A balloon holds 2.50 L of gas at 27 °C. It is warmed to 87 °C at the same pressure — what is its new volume? Convert first: 27 °C = 300.15 K and 87 °C = 360.15 K. Then V2 = V1·T2/T1 = 2.50 × 360.15 / 300.15 = 3.00 L. The constant checks out: k = V/T = 2.50/300.15 = 0.00833 L/K, the same as 3.00/360.15. Note that the Celsius temperature roughly tripled while the volume rose only 20% — proof that only the kelvin ratio matters.
Charles's law underlies hot-air balloons, which rise because warmed air expands and becomes less dense; the behaviour of car tyres and gas cylinders across seasons; the design of thermometers and thermostats; and the calibration of gas volumes in chemistry. It is one of the three simple gas laws — with Boyle's and Gay-Lussac's — that combine into the ideal gas law, and it is the cleanest demonstration that gas temperature must be measured from absolute zero.

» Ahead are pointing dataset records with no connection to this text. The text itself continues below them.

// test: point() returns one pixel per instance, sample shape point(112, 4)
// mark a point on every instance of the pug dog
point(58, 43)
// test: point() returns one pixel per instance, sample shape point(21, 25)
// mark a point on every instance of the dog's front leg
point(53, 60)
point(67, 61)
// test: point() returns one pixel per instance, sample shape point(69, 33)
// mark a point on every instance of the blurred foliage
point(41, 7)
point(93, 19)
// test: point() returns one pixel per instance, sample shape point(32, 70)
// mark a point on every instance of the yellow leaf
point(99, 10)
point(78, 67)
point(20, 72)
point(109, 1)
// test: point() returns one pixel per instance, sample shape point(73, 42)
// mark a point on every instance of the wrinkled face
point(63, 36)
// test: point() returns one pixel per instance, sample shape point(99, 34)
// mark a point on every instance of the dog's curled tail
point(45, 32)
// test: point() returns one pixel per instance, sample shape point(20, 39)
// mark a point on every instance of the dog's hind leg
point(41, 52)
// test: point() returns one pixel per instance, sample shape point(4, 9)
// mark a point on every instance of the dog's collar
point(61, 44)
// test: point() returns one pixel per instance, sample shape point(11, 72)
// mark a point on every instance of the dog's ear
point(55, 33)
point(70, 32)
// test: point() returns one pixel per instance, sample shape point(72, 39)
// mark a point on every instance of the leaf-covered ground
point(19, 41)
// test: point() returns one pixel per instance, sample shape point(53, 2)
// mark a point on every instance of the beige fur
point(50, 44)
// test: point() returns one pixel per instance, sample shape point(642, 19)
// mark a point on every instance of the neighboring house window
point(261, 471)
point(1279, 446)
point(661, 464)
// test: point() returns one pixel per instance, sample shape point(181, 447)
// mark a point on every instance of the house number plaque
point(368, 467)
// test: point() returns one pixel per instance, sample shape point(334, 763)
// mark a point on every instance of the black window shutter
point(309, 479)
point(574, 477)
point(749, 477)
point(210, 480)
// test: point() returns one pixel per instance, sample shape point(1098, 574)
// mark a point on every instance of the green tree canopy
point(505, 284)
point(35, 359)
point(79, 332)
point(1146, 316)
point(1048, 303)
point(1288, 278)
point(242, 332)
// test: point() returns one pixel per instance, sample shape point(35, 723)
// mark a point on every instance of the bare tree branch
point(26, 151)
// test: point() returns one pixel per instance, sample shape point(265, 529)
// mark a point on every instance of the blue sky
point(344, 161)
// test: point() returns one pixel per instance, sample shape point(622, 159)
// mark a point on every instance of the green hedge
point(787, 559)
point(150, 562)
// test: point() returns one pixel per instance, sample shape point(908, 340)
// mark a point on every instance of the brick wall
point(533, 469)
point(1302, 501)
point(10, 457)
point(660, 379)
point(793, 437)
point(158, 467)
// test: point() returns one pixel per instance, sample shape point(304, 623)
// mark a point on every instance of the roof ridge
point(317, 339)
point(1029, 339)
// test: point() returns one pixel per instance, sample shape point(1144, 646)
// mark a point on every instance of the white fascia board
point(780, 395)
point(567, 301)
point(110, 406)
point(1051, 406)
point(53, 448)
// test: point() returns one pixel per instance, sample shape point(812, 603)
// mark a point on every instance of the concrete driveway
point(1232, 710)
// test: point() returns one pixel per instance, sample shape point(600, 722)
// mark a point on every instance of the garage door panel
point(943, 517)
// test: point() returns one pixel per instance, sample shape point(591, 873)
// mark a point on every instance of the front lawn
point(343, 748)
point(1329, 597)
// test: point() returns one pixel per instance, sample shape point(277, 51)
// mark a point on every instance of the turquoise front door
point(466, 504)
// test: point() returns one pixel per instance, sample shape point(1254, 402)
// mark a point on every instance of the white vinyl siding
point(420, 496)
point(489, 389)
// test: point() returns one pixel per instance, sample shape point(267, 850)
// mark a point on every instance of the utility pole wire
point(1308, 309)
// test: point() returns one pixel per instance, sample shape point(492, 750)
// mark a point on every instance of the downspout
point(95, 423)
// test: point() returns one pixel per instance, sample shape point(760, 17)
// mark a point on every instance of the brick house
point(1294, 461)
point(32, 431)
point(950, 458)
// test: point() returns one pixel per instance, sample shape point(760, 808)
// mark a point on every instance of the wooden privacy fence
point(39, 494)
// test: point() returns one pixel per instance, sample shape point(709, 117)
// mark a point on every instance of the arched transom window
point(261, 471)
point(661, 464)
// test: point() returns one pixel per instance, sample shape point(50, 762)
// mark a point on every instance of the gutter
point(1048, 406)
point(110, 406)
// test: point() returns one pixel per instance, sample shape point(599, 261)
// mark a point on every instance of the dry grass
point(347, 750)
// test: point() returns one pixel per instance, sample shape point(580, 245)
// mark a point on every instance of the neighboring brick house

Yes. The ratio V/T is only constant when T is the absolute temperature in kelvin. If you use Celsius the ratio breaks, because 0 °C is not zero volume — it is 273.15 K. This calculator lets you type °C or °F for convenience, but it converts every temperature to kelvin first (K = °C + 273.15) before applying V1/T1 = V2/T2.
Forgetting to convert to kelvin. Warming a gas from 20 °C to 40 °C is not doubling the temperature — in kelvin it goes from 293 K to 313 K, a rise of only about 6.8%, so the volume rises about 6.8%, not 100%. Doubling the volume would need doubling the kelvin temperature, from 293 K to 586 K (about 313 °C).
The calculator rejects it. Absolute zero (0 K) and anything below it is unphysical for a real gas, and T = 0 K would divide by zero in the ratio. Volumes must likewise be greater than zero. Any impossible combination returns a prompt rather than a non-finite number.
Use the “Solve for” selector at the top of the calculator and choose T2. The engine rearranges Charles's law to T2 = T1 · V2 / V1 and asks for the other three values instead. You can solve for V1, V2, T1 or T2 the same way.
Closely, as long as the pressure stays low and the temperature stays well above the gas's boiling point, where a real gas behaves almost ideally. Near condensation, or at high pressure, real-gas deviations appear and the simple V ∝ T relationship becomes approximate.